Taking the music push even further is We Heart Disney, a concert special in which pop stars will sing classic Disney songs. While the special — exec produced by David Foster and Nigel Lythgoe (American Idol) — will be taped live, it will be broadcast at a later date.
Meanwhile, drama Famous in Love, based on the novel by Rebecca Serle, follows ordinary college student Paige (The DUFF’s Bella Thorne) as she gets her big break after auditioning for the starring role in a Hollywood blockbuster. She must now navigate her new star-studded life — and undeniable chemistry with her two co-leads — while uncovering the truth about what happened to a famous missing pop star. The drama hails from PLL‘s King and Warner Horizon TV. It expands King’s relationship with the network after PLL, which network executives indicated could go beyond its previously announced seventh season.
On the unscripted side, new docuseries I Am Maker hails from Maker Studios and explores what it takes to become a successful YouTube star today. It follows a group of up-and-coming YouTube sensations who will live together and be mentored by the biggest Maker talent.

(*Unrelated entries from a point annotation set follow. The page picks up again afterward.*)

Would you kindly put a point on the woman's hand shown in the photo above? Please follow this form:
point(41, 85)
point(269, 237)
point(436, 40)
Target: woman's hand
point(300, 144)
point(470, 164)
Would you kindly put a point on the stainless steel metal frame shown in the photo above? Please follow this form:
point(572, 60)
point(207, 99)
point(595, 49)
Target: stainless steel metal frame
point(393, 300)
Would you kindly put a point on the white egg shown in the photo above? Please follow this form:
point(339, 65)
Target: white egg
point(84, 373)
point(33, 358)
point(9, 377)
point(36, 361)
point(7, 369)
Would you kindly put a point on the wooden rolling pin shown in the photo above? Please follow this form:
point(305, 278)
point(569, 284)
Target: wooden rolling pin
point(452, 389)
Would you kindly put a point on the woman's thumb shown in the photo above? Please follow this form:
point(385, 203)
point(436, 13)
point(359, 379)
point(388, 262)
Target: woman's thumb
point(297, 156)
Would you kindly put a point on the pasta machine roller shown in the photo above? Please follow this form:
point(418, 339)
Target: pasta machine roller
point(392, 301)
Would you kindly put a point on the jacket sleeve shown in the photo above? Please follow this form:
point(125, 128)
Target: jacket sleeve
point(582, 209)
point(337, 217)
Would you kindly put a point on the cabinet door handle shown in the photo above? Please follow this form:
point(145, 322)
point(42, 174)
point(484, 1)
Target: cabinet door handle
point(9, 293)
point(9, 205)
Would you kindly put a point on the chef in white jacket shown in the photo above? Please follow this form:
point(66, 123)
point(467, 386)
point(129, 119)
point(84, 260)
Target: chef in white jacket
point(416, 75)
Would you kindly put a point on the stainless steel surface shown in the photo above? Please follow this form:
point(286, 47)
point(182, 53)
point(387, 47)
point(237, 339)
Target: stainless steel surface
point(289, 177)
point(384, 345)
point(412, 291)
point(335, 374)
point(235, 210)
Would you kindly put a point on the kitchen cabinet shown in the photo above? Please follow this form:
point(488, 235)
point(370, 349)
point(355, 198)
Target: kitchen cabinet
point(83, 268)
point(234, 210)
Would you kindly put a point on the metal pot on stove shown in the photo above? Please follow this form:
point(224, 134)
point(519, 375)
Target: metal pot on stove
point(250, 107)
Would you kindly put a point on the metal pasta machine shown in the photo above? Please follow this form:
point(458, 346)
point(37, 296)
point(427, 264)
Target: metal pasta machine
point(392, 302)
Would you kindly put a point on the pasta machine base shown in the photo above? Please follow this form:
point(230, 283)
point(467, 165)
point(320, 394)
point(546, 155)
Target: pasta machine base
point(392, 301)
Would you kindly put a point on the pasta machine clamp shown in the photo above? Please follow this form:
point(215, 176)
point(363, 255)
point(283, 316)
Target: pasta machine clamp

For its part, You’ve Got to Work It is based on the U.K. format and hails from ITV and EP Longoria. It follows eight unemployed girls from diverse backgrounds who get a crash course in the working world as they vie for seven job opportunities in seven different industries.
“An ABC Family show now is going to have the same core elements that ABC Family shows have always had: They are going to be filled with heart, they’re optimistic, they are about something,” Burke says. “We opened our arms a bit wider to the creative community and welcomed more voices into the building.”
The network refresh comes as ABC Family recently ordered single-camera comedy series Kevin From Work — its most recent pickup from its last pilot crop — as well as Mortal Instruments spinoff and straight-to-series pickup Shadowhunters. They join a roster of programming that also includes new drama Recovery Road, due in early 2016, as well Young & Hungry, Switched at Birth, Chasing Life as well as drama pilot Beyond, comedies Gorgeous Morons (multicamera) and Tough Cookie (single-cam) and an increasingly populated slate of unscripted fare.